Dia mencontohkan, transformasi digital juga telah diterapkan di lingkungan Kementerian Dalam Negeri (Kemendagri). Salah satunya melalui pemanfaatan AI untuk mendukung pengelolaan talenta aparatur sipil negara (ASN) agar penempatan pegawai semakin sesuai dengan kompetensi yang dimiliki.

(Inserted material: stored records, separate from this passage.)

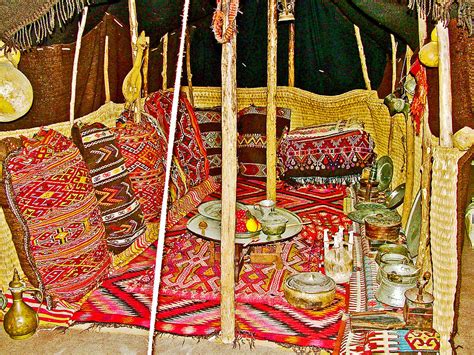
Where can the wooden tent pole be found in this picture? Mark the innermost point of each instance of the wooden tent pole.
(445, 95)
(229, 182)
(363, 62)
(132, 18)
(164, 71)
(106, 69)
(188, 68)
(72, 103)
(410, 166)
(291, 56)
(394, 62)
(271, 99)
(425, 167)
(146, 58)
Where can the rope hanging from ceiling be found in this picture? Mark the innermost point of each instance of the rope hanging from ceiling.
(224, 36)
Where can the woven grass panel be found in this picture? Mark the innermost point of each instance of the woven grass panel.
(443, 231)
(309, 109)
(107, 114)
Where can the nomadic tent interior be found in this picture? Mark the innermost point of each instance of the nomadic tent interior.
(335, 61)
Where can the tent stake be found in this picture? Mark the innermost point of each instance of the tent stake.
(229, 182)
(271, 99)
(164, 71)
(132, 18)
(363, 63)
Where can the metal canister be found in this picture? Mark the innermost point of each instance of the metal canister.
(384, 225)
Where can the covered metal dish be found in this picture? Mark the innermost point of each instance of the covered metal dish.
(385, 225)
(309, 290)
(395, 280)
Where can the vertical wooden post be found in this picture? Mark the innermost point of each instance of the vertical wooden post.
(106, 69)
(445, 95)
(271, 99)
(189, 74)
(425, 166)
(291, 56)
(146, 58)
(164, 71)
(132, 18)
(394, 62)
(229, 183)
(363, 62)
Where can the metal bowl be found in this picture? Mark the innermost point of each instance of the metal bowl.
(309, 290)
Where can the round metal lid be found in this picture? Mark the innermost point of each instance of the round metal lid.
(310, 282)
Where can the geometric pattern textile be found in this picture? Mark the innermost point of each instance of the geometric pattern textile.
(324, 154)
(189, 149)
(121, 212)
(252, 139)
(51, 192)
(143, 147)
(211, 131)
(189, 293)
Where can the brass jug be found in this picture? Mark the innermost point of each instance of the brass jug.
(21, 321)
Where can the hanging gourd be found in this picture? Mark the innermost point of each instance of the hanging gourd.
(429, 52)
(16, 92)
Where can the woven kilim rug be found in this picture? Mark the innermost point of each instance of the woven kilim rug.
(189, 294)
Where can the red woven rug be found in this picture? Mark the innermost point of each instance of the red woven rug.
(189, 294)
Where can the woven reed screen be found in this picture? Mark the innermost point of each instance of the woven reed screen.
(309, 109)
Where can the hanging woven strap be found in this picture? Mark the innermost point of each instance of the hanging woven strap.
(72, 103)
(224, 36)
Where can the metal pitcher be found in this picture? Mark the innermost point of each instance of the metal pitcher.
(21, 321)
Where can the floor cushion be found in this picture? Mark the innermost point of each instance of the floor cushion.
(62, 242)
(252, 139)
(329, 153)
(143, 147)
(188, 146)
(211, 131)
(121, 211)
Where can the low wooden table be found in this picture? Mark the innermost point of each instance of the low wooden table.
(262, 249)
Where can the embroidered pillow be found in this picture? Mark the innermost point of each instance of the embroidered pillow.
(143, 147)
(121, 212)
(211, 131)
(252, 139)
(188, 146)
(50, 192)
(329, 153)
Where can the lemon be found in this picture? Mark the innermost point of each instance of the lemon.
(252, 225)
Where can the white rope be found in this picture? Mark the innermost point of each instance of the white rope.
(72, 103)
(164, 204)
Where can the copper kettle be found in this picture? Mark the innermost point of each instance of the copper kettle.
(21, 321)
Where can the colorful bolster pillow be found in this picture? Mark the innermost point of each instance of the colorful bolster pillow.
(322, 154)
(59, 234)
(121, 211)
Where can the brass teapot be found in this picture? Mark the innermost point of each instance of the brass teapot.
(21, 321)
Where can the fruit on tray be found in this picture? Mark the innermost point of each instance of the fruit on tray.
(245, 222)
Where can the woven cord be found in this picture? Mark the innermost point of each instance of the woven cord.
(172, 130)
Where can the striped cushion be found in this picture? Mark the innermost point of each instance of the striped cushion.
(144, 148)
(121, 211)
(50, 191)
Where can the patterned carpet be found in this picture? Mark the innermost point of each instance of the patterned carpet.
(189, 294)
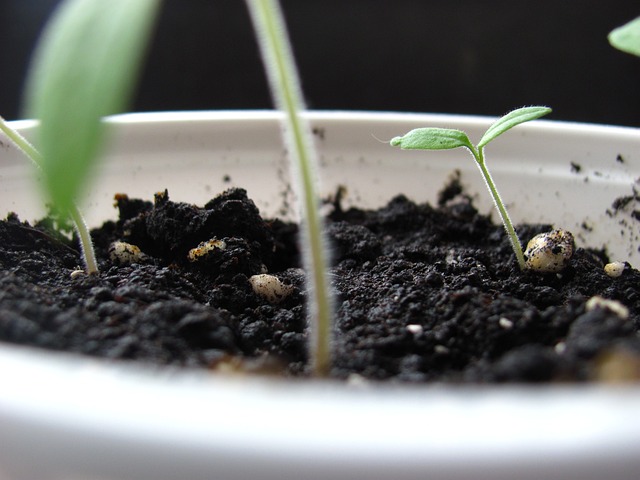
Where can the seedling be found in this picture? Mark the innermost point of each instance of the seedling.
(83, 69)
(88, 254)
(627, 37)
(287, 95)
(446, 139)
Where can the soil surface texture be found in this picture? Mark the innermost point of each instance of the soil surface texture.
(423, 294)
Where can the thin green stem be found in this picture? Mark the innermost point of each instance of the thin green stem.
(88, 254)
(287, 94)
(504, 215)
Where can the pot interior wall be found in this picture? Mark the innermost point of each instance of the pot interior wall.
(568, 175)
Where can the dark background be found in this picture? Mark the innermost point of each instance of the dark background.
(458, 56)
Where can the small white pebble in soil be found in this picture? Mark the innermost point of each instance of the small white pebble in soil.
(614, 269)
(550, 252)
(414, 328)
(125, 253)
(441, 349)
(77, 273)
(611, 305)
(560, 348)
(205, 248)
(270, 287)
(505, 323)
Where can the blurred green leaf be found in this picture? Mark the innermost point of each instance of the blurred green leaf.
(627, 37)
(84, 68)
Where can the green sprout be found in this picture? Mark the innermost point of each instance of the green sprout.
(84, 68)
(287, 94)
(627, 37)
(446, 139)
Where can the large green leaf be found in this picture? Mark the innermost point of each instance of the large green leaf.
(510, 120)
(84, 68)
(432, 139)
(627, 37)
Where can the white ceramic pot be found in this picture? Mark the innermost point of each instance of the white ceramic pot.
(69, 417)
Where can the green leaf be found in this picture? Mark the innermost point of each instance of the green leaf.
(627, 37)
(510, 120)
(83, 68)
(432, 139)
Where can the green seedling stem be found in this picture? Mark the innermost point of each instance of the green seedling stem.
(445, 139)
(287, 94)
(88, 254)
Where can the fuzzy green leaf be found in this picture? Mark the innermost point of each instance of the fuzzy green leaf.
(432, 139)
(84, 68)
(627, 37)
(510, 120)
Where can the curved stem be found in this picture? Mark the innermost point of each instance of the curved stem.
(88, 254)
(287, 94)
(504, 215)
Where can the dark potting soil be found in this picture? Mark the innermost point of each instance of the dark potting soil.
(423, 294)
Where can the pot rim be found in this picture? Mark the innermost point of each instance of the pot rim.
(453, 431)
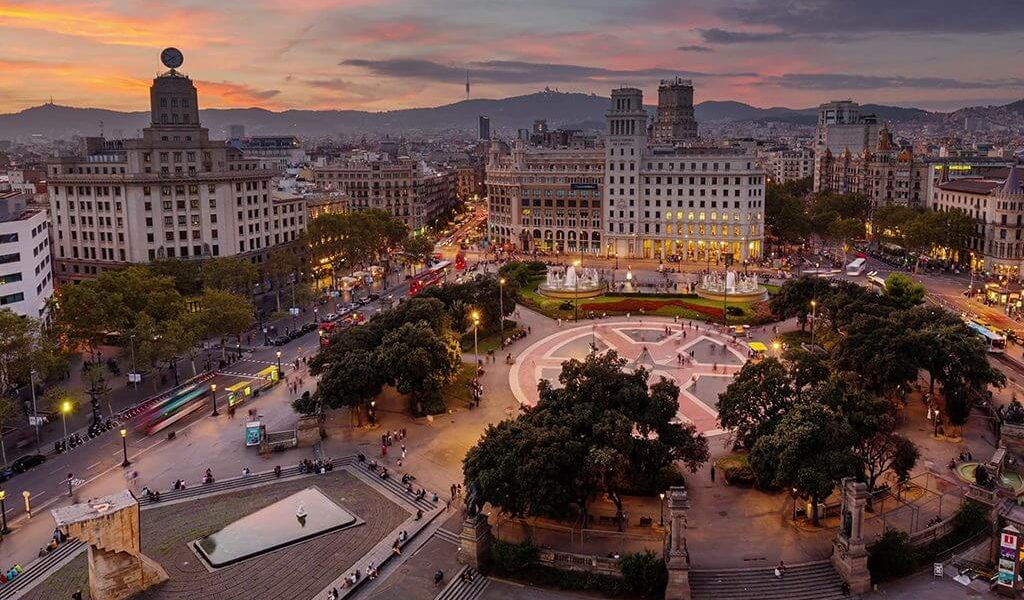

"Kalau saya ditanya mana yang lebih menentukan, kompetensi atau karakter, saya katakan 70 sampai 80 persen adalah tentang karakter," tegasnya.

Bima menilai, penguasaan teknologi saja tidak cukup untuk menghadapi tantangan masa depan. Menurut dia, kemampuan tersebut harus diimbangi dengan integritas, disiplin, kejujuran, kemampuan beradaptasi, serta semangat belajar sepanjang hayat.

Dia menegaskan, keberhasilan seseorang tidak hanya ditentukan oleh kecerdasan akademik, tetapi juga oleh karakter kuat dalam menghadapi berbagai tantangan.

Bima kemudian mengajak para wisudawan untuk menjadi pemimpin yang terbuka terhadap perbedaan, mampu berkolaborasi, menjaga keseimbangan hidup, serta membangun jejaring yang luas. Menurut dia, pemimpin masa depan tidak hanya dinilai dari kemampuan pribadi, tetapi juga dari kemampuannya bekerja sama dan memberikan manfaat bagi masyarakat.

Selain kompetensi dan kepemimpinan, Bima mengingatkan pentingnya menjadikan adab sebagai fondasi dalam mengembangkan ilmu pengetahuan. Karakter yang baik, kata dia, akan membentuk pola pikir, memengaruhi tindakan, melahirkan kebiasaan positif, hingga menentukan masa depan seseorang.

Dia meyakini inovasi, kepemimpinan, dan semangat pengabdian para lulusan akan menjadi modal penting untuk memajukan Kabupaten Garut sekaligus mendukung terwujudnya Indonesia Emas 2045.